Workshop: Triptychon
Wer häufig durch Museen oder Ausstellungen streift, dem bleiben sie kaum verborgen: Exponate, bei denen man sich spätestens beim zweiten Hinblicken fragt, wie sie den Weg in eine öffentliche Zurschaustellung gefunden haben. Doch egal an welchem ästhetischen Aspekt des Bildes man etwas auszusetzen hat, irgendetwas unterschiedet es dennoch noch von den eigenen - ebenso mäßigen - Arbeiten. Eine Antwort ist dann schnell gefunden, wenn man inhaltliche Deutungsversuche unterlässt. Der kardinale Unterschied liegt in der Präsentation. Das ist ähnlich wie beim gedruckten Wort. Ein einzeilig geschriebenes Typoskript wirkt weit weniger „wertig“ als ein gedrucktes Buch. Auch wenn das Gleiche drinsteht.

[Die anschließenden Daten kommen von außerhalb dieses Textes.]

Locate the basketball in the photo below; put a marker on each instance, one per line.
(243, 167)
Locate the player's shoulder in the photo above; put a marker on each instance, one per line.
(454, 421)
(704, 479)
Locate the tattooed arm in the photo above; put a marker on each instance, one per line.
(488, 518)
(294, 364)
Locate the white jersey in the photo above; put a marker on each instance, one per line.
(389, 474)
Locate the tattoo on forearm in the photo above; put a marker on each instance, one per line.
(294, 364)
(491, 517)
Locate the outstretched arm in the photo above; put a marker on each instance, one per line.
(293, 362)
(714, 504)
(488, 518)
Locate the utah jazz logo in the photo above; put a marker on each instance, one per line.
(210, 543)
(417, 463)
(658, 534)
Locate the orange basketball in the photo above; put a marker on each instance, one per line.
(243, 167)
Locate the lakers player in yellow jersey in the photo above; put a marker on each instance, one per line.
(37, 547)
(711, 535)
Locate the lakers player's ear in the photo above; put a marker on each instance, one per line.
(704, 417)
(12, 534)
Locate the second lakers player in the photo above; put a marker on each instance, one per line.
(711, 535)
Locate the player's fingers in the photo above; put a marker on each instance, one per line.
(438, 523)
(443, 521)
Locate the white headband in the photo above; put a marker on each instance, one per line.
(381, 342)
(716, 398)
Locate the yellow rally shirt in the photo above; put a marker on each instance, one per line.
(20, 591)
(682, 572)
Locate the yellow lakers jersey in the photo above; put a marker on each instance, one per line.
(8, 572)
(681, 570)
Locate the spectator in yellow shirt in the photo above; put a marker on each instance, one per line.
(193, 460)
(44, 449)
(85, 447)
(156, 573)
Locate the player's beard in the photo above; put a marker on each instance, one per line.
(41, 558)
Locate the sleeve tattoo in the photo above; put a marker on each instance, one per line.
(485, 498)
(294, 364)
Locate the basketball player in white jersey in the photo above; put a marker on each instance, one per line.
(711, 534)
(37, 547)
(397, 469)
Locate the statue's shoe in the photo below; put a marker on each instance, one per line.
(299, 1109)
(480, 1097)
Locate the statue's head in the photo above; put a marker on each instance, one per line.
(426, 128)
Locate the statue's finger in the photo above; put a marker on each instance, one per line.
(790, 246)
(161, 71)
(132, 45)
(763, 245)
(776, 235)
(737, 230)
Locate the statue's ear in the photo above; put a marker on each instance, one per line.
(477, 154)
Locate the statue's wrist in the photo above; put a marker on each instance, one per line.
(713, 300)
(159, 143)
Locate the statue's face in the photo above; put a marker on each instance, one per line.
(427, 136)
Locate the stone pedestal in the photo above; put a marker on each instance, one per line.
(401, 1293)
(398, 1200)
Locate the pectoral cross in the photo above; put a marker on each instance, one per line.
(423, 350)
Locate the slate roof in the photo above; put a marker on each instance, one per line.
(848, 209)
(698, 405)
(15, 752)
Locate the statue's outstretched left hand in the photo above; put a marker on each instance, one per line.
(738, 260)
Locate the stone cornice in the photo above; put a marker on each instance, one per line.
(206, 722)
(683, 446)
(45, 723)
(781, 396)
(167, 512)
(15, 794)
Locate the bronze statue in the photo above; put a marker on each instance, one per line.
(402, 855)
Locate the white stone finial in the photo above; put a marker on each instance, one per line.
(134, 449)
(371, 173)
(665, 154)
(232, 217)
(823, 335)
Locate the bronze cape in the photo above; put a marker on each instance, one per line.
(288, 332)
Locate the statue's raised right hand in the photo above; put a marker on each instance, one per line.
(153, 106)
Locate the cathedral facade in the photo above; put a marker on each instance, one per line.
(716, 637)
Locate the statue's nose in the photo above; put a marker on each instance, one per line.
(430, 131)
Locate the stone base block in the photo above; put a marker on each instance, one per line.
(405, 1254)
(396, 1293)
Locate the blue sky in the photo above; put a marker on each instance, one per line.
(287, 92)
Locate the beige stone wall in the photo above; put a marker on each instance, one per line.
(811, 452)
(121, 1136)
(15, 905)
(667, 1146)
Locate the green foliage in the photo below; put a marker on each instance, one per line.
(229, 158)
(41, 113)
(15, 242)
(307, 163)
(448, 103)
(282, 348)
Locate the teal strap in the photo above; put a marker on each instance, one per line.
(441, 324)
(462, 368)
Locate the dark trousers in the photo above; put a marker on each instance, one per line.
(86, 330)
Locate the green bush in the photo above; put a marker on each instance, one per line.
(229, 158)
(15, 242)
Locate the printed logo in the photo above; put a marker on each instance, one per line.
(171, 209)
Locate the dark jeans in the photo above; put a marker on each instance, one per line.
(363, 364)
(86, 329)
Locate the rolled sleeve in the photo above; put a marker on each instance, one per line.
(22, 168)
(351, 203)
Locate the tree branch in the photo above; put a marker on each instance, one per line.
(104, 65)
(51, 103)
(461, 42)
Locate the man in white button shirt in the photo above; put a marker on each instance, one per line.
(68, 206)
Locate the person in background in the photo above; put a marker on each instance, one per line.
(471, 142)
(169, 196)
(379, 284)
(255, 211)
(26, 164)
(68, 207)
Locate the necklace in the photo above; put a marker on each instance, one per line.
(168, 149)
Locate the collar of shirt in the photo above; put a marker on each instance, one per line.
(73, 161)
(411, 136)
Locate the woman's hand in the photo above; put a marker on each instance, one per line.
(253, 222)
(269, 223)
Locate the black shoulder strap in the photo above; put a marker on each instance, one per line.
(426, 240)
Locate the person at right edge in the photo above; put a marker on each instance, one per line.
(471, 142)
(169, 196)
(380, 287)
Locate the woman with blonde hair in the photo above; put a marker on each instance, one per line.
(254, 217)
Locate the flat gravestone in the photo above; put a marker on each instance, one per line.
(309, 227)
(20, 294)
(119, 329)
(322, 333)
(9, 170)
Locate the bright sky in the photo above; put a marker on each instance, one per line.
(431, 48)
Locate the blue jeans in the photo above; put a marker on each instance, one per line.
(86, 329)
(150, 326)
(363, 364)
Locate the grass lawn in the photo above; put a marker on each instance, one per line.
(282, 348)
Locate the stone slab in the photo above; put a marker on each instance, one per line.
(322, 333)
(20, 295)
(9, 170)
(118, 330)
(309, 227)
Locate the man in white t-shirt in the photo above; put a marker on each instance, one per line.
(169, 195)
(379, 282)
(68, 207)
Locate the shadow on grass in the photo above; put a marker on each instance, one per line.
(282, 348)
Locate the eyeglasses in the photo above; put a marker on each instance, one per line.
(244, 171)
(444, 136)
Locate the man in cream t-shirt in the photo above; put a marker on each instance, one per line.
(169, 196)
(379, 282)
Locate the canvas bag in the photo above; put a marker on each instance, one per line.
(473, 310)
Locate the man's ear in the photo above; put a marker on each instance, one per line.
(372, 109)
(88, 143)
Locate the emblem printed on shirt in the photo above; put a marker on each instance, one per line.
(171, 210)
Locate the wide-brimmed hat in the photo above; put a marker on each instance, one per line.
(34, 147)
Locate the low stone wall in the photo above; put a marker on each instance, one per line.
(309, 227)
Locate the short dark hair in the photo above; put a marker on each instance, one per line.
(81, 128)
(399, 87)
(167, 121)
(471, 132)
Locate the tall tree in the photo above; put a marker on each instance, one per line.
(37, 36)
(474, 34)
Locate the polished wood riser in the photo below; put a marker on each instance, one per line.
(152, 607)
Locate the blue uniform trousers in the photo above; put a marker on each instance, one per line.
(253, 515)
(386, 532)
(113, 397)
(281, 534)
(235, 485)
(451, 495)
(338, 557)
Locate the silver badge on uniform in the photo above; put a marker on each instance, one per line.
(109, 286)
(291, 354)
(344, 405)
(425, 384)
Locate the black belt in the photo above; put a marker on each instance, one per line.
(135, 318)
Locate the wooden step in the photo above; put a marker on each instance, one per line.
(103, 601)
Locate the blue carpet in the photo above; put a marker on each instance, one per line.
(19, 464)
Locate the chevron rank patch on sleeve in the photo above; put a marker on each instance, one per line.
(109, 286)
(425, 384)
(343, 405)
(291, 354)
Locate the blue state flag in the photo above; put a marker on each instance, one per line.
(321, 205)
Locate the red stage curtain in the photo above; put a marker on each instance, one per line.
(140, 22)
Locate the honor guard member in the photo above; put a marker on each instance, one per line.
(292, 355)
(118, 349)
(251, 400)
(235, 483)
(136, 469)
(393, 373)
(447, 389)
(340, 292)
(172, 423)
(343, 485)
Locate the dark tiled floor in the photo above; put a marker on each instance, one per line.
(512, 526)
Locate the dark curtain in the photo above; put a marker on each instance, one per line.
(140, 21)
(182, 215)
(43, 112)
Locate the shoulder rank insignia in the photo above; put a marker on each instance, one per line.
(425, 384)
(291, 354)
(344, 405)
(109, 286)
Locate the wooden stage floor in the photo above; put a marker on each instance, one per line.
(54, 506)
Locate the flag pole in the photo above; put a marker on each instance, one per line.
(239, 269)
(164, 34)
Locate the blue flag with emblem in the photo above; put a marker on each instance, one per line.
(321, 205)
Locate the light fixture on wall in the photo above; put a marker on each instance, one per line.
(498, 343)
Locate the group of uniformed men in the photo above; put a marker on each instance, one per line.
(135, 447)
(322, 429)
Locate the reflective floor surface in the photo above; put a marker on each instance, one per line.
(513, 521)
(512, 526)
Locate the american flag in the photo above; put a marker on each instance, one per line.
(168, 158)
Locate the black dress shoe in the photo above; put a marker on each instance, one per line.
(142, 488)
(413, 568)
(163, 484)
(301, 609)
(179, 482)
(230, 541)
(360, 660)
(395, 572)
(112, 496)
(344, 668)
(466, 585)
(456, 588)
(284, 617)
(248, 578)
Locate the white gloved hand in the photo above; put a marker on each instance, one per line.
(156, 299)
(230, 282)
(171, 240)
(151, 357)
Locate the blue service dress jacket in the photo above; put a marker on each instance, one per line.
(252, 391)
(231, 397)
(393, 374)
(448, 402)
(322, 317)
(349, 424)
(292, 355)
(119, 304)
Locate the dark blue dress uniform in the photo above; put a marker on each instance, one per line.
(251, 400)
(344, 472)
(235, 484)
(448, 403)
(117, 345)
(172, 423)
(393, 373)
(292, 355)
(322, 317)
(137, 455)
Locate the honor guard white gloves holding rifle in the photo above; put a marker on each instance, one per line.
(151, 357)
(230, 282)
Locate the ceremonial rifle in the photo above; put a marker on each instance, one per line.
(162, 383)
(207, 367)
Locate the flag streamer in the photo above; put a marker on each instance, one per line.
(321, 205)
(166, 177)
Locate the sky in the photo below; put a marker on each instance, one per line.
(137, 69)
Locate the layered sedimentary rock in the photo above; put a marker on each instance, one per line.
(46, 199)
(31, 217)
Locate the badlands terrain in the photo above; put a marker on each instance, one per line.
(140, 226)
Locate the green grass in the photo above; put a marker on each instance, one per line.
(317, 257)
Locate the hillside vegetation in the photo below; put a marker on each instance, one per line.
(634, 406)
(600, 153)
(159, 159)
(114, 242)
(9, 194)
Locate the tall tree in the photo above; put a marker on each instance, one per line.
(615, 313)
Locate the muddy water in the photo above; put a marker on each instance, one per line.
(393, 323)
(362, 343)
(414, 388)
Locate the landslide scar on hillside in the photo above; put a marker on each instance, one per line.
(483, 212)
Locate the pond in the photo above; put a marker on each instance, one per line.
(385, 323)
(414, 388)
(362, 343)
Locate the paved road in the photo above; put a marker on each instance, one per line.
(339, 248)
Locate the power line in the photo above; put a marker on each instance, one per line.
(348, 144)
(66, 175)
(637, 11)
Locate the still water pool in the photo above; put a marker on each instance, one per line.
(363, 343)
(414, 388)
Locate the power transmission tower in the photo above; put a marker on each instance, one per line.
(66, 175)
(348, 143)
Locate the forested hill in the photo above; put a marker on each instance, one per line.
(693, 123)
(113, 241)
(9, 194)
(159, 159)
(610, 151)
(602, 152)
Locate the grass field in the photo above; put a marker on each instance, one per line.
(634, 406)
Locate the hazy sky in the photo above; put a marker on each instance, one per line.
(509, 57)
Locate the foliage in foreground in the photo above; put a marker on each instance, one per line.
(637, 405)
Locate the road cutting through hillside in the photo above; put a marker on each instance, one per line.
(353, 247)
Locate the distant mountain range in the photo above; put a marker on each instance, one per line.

Zur vermeintlichen Aufwertung von Bilden gibt es viele Rezepte. Ein Bild will genauso wie ein Produkt im Schaufenster eines Geschäfts inszeniert sein, um seine volle Wirkung zu entfalten. Dabei helfen erkennbar teure Rahmen, großflächige, das Bild umschmeichelnde Passepartouts oder Eingriffe in die Bildstruktur, wie wir sie Ihnen in dieser Ausgabe unseres Photoshop Einsteigerworkshops vorstellen möchten. Wie bei einem Altarbild teilen wir unser Ursprungsfoto in drei Teile und ziehen diese anschließend ein wenig auseinander. Die Einzelteile werten wir durch einen feine schwarze Ränder auf, der ein wenig an die Optik von Großbildfilmdias erinnern. Gesetzt auf großzügig angelegten weißen Hintergrund und mit vergrößertem Mittelteil haben wir die Wirkung des Bildes maßgeblich verändert.
Allerdings funktioniert das nicht bei jedem Motiv. Mehrteilige Bilder haben schon von Alters her die Aufgabe gehabt, Geschichten zu erzählen. Für die Motivwahl bedeutet das, zumindest ein Sujet zu wählen, das wie unser Übungsbild zumindest über zwei eigenständige Bildkomponenten verfügt.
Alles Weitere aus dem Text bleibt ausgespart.